※ここに書いてある話は正式な史料を調べて書いたものではありません。
まず、最初に熊野詣を行ったのは宇多法皇だという記録が残っています。
宇多天皇、最初は臣籍降下したようですが、その後天皇になっていて、当時の天皇としては最初から天皇になるべく教育を受けていなかったのか天皇としての自信がなかったようです。
そんな中、執政を近臣に任せるところが多く、逆にいろいろな人を抜擢してきた天皇です。

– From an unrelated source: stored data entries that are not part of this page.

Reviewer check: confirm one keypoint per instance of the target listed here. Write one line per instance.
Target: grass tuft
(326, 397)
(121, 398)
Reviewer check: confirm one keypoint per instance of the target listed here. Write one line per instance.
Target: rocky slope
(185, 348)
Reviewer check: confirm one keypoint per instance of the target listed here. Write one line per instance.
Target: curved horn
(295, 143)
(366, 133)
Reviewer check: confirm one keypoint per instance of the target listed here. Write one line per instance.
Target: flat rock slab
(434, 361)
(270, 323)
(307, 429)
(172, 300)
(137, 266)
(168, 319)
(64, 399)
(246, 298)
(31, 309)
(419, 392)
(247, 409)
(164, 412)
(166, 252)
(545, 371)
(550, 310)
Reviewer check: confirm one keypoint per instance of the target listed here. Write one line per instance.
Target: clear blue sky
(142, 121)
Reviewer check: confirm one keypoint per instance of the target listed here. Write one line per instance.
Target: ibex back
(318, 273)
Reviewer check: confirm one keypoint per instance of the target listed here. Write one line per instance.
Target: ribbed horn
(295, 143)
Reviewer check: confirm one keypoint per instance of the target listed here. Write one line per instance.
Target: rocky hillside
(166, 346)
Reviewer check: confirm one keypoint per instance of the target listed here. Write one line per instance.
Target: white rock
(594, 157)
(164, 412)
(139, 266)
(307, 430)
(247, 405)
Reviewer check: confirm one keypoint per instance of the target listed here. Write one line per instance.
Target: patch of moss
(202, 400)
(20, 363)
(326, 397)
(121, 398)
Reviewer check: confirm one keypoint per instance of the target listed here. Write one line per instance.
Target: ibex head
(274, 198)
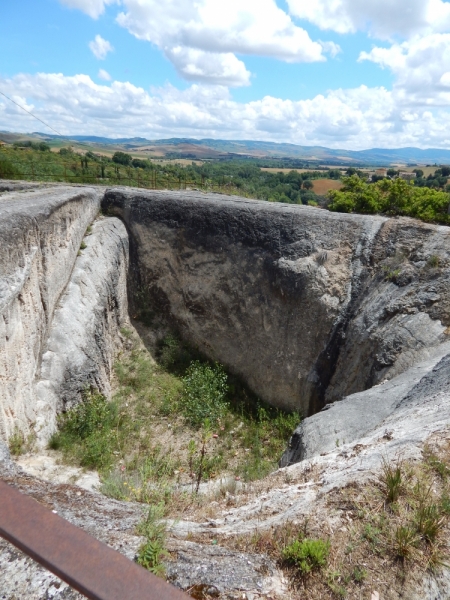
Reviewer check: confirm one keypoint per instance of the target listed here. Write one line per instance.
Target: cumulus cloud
(93, 8)
(202, 37)
(100, 47)
(421, 67)
(102, 74)
(381, 18)
(357, 118)
(210, 67)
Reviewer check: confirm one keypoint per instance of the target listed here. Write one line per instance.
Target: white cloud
(421, 67)
(100, 47)
(93, 8)
(381, 18)
(201, 37)
(210, 67)
(356, 118)
(102, 74)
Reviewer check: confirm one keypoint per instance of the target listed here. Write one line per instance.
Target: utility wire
(46, 124)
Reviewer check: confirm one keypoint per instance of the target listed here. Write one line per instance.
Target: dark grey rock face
(306, 305)
(217, 571)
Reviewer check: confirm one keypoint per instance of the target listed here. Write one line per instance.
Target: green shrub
(85, 432)
(203, 395)
(17, 443)
(307, 555)
(392, 197)
(152, 552)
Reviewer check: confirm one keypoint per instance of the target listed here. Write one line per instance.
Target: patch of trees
(122, 158)
(391, 197)
(41, 146)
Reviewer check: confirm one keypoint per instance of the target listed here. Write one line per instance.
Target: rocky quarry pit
(345, 318)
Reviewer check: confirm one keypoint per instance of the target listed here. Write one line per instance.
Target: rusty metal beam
(87, 565)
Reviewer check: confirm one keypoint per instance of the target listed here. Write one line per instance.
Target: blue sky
(339, 73)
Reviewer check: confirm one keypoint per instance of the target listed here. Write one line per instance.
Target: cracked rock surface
(308, 306)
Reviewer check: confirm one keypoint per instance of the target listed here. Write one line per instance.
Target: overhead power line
(30, 113)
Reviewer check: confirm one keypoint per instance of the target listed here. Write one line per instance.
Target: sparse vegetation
(307, 554)
(152, 552)
(172, 425)
(19, 443)
(397, 526)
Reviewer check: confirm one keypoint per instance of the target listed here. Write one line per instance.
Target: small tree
(122, 158)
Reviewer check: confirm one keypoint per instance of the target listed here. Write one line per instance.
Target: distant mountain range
(220, 149)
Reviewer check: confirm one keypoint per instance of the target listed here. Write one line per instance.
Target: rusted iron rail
(87, 565)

また後継者の醍醐天皇が大人になと、醍醐天皇に譲位します。しかし醍醐天皇は体が弱かったため、譲位して法皇となった後も政治を任されていたようです。
譲位した後宇多法皇は仏教に傾倒します。
特に真言宗だったようです。その仏教心から、高野山や比叡山など霊場を行幸したようです。

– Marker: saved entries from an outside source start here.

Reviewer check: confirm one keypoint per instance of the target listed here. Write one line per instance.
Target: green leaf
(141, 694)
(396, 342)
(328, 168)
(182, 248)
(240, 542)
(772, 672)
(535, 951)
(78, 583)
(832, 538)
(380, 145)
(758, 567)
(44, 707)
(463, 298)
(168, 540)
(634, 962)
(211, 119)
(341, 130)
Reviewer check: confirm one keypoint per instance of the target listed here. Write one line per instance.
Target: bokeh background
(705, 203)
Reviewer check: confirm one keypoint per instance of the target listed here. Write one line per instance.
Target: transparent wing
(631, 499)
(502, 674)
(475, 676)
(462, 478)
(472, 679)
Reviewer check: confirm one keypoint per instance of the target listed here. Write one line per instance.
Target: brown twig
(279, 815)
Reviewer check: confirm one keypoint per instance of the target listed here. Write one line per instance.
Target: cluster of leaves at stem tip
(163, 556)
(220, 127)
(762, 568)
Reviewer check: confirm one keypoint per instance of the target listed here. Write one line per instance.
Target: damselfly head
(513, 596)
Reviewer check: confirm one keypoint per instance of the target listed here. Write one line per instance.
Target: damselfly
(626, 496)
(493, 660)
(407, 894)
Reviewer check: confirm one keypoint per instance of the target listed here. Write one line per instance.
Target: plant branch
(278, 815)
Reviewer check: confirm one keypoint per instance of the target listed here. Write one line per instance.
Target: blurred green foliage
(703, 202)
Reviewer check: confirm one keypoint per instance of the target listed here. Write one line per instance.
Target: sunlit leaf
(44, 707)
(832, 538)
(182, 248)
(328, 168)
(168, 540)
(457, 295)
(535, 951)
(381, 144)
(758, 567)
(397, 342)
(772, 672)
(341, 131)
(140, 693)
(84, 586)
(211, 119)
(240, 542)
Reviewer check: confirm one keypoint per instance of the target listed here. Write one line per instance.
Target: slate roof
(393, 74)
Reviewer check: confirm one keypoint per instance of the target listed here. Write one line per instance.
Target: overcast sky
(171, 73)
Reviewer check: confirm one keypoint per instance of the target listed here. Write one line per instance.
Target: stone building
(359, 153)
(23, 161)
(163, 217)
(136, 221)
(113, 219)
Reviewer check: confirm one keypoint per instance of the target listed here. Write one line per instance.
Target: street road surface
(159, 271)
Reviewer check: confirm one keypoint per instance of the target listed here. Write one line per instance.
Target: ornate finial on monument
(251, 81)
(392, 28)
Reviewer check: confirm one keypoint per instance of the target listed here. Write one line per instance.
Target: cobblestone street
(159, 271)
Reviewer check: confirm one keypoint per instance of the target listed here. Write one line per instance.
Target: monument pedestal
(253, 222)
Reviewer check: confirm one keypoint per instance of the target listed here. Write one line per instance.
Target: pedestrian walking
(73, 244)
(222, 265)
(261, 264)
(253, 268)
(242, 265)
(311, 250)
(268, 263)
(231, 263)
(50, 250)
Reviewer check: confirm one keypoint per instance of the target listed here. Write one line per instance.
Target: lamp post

その中に熊野三山があったようです。どうやら那智大社には御幸してないようです。
那智山青岸渡寺から始まる「西国三十三か所霊場」の巡礼の最初が花山天皇なのは、宇多天皇が那智大社に行幸してないからだろうと思います。
宇多法皇が熊野御幸をした907年というのは、菅原道真の事が背景にあるのかもしれません。

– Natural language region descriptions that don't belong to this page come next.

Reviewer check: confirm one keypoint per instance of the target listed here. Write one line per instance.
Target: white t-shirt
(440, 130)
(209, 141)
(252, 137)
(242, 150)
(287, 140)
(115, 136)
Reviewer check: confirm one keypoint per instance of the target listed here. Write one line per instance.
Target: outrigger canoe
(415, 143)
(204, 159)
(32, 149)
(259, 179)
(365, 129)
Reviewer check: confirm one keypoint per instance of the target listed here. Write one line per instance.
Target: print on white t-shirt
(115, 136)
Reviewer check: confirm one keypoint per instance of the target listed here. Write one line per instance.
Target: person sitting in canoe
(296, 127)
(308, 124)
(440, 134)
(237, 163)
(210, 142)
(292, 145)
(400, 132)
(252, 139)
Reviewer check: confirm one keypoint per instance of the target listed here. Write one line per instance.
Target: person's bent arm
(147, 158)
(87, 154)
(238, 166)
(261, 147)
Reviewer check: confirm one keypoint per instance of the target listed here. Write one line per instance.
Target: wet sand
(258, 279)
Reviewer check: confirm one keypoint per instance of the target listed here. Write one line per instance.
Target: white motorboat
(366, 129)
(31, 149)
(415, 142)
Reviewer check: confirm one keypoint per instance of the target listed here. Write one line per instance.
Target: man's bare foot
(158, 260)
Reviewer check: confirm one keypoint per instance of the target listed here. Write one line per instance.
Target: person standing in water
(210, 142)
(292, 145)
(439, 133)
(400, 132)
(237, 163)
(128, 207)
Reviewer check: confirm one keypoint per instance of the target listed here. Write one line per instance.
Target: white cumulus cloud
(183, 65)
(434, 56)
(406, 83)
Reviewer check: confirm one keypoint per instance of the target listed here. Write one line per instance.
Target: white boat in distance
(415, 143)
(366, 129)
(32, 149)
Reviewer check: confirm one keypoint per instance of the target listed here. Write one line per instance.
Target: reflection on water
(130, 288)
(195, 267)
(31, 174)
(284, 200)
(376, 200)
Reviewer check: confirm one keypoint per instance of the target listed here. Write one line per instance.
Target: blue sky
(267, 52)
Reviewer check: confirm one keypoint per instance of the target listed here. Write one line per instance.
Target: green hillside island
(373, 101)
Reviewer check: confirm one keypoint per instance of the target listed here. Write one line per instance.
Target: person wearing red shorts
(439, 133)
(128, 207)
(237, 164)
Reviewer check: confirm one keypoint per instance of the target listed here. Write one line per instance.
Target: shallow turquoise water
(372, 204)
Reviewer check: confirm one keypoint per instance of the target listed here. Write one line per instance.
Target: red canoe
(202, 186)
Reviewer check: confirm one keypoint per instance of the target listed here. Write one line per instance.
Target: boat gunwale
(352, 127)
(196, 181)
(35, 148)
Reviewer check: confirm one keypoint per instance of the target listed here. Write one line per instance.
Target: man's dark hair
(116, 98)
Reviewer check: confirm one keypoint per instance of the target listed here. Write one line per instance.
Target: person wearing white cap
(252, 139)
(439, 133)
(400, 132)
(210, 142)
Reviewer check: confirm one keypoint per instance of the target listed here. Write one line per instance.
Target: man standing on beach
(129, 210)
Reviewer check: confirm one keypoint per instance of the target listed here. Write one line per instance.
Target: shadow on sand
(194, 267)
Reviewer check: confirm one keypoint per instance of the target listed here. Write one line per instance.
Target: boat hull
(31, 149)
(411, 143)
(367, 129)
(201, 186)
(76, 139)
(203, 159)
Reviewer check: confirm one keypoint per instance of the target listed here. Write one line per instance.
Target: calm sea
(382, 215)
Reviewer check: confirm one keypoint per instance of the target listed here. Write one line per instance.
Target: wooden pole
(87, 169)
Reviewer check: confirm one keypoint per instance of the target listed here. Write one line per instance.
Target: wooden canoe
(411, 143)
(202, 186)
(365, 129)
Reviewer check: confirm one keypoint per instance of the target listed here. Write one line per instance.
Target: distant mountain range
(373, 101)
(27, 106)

菅原道真は太宰府天満宮に祀られている学問の神様ですね。大変学問ができた人でしたが、身分が低かった所を抜擢したのが宇多法皇です。宇多法皇と菅原道真は大変仲が良く、道真の娘が宇多法皇の女御になったり、その妹が法皇の子供に嫁いだりしています。
菅原道真は右大臣まで出世しますが、901年に藤原氏一族と醍醐天皇によって太宰府に左遷させられます。宇多法皇はそれを止めようとしたが醍醐天皇の取り巻きに止められてしまうんですね。
道真の家族も流刑になってしまい、道真は失意のまま903年に太宰府で死去。
その後、菅原道真の家族が許されて京に戻ってくるのは5年後の906年なんです。
宇多法皇は菅原道真が失脚した事件のほとぼりが冷めた907年に熊野御幸をしています。
古代の人は熊野は「死者の魂が籠る所」だと考え、黄泉の国の入り口だと考えられてきました。
当時の人は菅原道真の怨念や天罰を恐れていたそうなので、鎮魂のために会いに行ったのかもしれません。